No. of glasses of water (only) you drank today (target=8) - Maybe 2

Minutes of moderate activity (walking, vacuuming) (target=20+) - 30-40 minimum counting vauuming and yard sale-ing

Check if you ate 3 meals including breakfast - check and then some

Check if you ate one or two low Point snacks per day to replace the high-fat extras you regularly eat. - the popcorn would have been ok

Check if you ate 2 - 3 fruit servings. - nope, none

Check if ate reasonably at your daily main meal, and did not gorge. - well, i stopped at 2 pcs of pizza which is less than I'd normally eat and I stopped at 5 or so GS cookies, so at least i didn't kill a whole sleeve

Check if you ate 2 - 3 vegetable servings. - check

Check if you took a quality multivitamin/antioxidant (important for metabolism/health) - check, and fish oil, and acidophilus and one for hair/nails

Number of times you left food on your plate (show who's in control) - does the crust count?

Check if you made an extra effort to be more active, such as picking up, wrestling with the kids, doing one 'odd job' per day, cleaning that closet or workroom, fixing something, just moving around instead of hanging. - i don't know that i realized it but i did get exercise w/o thinking about it

Check here if you focused on and walked with perfect posture today, sucking in your gut and holding shoulders high and back perfectly straight. (You'll look like you just lost 5 pounds if you just do this last one) - nope but that's a great idea

What were the biggest obstacles you had this week? - staying in control, leaving tempting foods alone, not eating kid leftovers

What can you do to try and remove those obstacles? - have more willpower and self-control, easier said than done

What did you feel good about this week? - that i took my kiddies to the park at least once, that I took Emma to an art class, took them both swimming and had time alone on Saturday :)
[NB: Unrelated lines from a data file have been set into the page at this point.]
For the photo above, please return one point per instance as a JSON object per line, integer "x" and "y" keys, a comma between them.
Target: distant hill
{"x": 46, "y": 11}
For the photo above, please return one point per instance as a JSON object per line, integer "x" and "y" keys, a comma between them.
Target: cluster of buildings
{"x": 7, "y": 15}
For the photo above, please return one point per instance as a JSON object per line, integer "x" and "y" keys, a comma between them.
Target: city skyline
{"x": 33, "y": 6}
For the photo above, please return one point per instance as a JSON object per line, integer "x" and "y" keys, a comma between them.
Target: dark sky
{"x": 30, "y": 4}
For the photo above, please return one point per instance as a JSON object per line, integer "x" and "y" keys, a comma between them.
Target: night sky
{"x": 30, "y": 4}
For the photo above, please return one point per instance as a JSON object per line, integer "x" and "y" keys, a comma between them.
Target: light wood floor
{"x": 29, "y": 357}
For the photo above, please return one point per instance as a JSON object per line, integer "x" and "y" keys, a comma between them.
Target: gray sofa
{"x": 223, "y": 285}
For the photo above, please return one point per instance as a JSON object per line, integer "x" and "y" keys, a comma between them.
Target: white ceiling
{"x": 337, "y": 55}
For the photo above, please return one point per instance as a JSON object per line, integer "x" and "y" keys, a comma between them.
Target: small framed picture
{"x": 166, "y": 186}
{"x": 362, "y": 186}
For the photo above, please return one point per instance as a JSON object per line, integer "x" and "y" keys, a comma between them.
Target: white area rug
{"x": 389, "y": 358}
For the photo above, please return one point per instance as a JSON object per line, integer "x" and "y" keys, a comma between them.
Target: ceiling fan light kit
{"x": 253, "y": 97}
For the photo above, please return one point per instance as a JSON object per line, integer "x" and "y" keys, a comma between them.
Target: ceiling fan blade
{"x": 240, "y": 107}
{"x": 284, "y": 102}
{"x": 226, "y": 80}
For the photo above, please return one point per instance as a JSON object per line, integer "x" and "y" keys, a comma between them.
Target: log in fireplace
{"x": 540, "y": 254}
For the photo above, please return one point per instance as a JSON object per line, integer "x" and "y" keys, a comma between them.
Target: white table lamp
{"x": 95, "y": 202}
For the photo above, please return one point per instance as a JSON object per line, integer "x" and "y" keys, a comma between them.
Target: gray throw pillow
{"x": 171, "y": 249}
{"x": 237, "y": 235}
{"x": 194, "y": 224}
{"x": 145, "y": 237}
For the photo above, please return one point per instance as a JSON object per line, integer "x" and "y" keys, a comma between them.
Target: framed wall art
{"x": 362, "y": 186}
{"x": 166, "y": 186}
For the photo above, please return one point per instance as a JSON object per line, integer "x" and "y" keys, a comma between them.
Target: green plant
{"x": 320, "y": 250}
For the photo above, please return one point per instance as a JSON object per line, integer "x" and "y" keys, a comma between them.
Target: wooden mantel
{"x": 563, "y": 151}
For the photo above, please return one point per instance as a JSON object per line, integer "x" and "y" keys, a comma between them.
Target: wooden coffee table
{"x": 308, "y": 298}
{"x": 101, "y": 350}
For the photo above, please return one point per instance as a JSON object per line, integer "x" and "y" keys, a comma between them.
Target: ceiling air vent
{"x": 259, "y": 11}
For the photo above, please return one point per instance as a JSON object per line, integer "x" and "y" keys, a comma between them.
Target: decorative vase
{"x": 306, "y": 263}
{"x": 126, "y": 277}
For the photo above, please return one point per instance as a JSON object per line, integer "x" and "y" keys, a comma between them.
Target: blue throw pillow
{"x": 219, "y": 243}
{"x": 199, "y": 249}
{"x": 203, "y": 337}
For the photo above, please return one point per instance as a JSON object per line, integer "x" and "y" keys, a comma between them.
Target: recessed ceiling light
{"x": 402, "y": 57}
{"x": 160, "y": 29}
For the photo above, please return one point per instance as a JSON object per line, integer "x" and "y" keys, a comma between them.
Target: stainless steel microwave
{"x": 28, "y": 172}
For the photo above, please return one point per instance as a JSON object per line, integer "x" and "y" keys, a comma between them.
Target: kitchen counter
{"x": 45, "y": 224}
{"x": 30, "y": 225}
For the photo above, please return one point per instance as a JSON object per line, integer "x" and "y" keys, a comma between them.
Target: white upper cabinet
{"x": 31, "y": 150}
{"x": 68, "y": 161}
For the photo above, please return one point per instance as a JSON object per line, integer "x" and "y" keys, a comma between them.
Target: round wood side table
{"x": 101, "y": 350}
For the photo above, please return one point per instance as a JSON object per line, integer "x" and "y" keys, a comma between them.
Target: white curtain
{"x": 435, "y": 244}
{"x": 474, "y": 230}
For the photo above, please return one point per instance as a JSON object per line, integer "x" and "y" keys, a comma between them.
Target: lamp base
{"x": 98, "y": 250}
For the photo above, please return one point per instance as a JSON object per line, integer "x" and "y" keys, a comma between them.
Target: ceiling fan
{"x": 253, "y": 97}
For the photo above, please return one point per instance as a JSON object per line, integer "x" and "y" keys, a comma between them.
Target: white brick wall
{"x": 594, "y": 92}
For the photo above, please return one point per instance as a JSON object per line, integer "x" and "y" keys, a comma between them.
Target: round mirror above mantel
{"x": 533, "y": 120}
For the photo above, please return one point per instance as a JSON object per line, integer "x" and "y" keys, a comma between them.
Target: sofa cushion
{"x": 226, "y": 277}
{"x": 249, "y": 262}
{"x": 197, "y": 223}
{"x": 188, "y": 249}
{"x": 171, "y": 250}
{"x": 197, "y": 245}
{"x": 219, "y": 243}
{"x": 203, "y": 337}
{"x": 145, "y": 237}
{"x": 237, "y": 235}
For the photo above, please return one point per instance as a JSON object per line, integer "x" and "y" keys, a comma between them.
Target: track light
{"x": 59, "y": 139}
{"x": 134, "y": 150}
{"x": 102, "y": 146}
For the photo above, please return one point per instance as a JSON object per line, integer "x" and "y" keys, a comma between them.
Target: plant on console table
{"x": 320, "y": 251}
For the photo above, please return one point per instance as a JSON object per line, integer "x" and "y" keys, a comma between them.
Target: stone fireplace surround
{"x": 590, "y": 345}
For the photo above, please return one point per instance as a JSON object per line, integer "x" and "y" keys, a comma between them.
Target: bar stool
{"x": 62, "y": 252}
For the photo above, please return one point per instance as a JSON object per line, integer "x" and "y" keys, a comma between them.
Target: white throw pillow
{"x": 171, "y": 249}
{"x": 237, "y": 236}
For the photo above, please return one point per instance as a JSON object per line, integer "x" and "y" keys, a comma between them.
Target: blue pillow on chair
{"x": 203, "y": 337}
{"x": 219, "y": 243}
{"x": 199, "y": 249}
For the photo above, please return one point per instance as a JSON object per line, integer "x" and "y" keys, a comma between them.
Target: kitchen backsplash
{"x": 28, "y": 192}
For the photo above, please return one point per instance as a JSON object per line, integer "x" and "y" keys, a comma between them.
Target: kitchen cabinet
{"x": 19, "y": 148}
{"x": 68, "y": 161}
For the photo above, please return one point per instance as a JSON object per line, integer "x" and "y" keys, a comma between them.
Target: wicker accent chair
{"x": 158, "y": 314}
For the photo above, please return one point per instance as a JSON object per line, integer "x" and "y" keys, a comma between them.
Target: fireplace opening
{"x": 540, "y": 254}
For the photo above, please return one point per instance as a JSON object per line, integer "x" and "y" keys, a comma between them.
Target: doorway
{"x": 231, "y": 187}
Document any other comments or thoughts here. Discuss your feelings and your commitment to keep this thing going, so you can be healthier and feeling better than ever. Discuss the importance to yourself in reaching your goal, the benefits you will receive, how you will improve and extend your life:

It is very important to me that I set a better example of healthy living for my two girls than I currently am. I want to show them how to stay fit and eat healthy and that food is not a sport. I want to lose weight so I will look better and feel better. I am committed to doing this but some days it's very hard to fight temptation when I feel like I've "earned" a treat and that just a little won't hurt.